I kind of agree with azazello, but never forget that it doesn't matter how good your parts are in a bad design. In a good design they will might just bring it into something wonderful though.

Anyway - Hope the mains transformer is good. And you got a choke out of it and a couple of single ended transformers with decent iron. You should map out the schematic. Hope the power supply is choke input. Lots of room still in this Chassis for mods if you want to.

the OPT's have impedance of 2.5K -which is good for the EL34 plate resistance of around 900 ohms... but other choices exist so you can definitely mod. I might be tempted to try triode connected KT88 or 6550's

You could also parallel EL84' (6bq5)- which are pretty cheap and sound damn good - completely undervalued tube - they use smaller 9 pin sockets though. The chassis already has an extra hole in it behind the rectifier. These are just ideas.

IMHO - the humble 6AS7 might not be my first choice with this OPT - with a plate resistance of only 280 ohms per plate (140 Ohm in parallel) this OPT might present such a big load that you might not get much sound out of it..... Someone tell me if I am completely wrong here. ;)

It probably sounds pretty good already. Have you hooked it up yet?
 
Food for thought, thanks guys.
It's in the post on the way to me now, but I'm away till the end of the month so won't get to hear it till then.
I really need to get myself a good book and read up on the basics of valve amp design. Any recommendations?
Thanks again,
James
 
It could be decent for a 5 clean watts per channel amp. 10 watts of noise max (very distorted), but probably only around 5 watts with less than 1% distortion. I built a guitar amp with a 12AX7 driving a SE EL34. It sounds great for blues guitar, but I would never want so few clean watts for Hi-Fi. If your speakers are very efficient (95dB+), 5 watts may be enough to make you happy.
 
Pick up a copy of "Valve Amplifiers" by Morgan Jones, either 3rd of 4th edition. He doesn't like single ended amps thou.;)

jeff

Second that.

I personally find directly heated triodes a better choice for single ended.
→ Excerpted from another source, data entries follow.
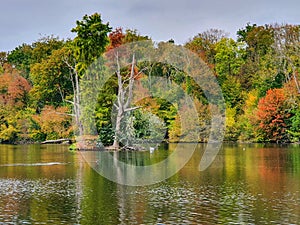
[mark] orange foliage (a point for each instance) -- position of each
(56, 123)
(271, 116)
(116, 38)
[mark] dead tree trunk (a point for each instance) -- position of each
(76, 97)
(124, 98)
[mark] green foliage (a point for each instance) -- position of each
(51, 80)
(91, 40)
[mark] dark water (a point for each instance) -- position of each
(246, 184)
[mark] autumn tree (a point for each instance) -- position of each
(272, 117)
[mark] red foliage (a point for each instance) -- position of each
(116, 38)
(270, 115)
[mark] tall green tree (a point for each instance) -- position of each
(90, 41)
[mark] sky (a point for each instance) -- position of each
(25, 21)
Fewer watts, but if your speakers are high sensitivity then it is wonderful.

You could do 2a3 (watch the 2.5 V filament voltages) or 6B4G (will likely need DC filaments).

It might sound a bit esoteric now, but you could run 6B4G in DC but close to ground (similar to what Thomas Mayer describes as filament bias), but use -50V grid bias with a morgan jones 'thingy' to reject noise...

The size of those OPT's mean that you will likely get very good bass response.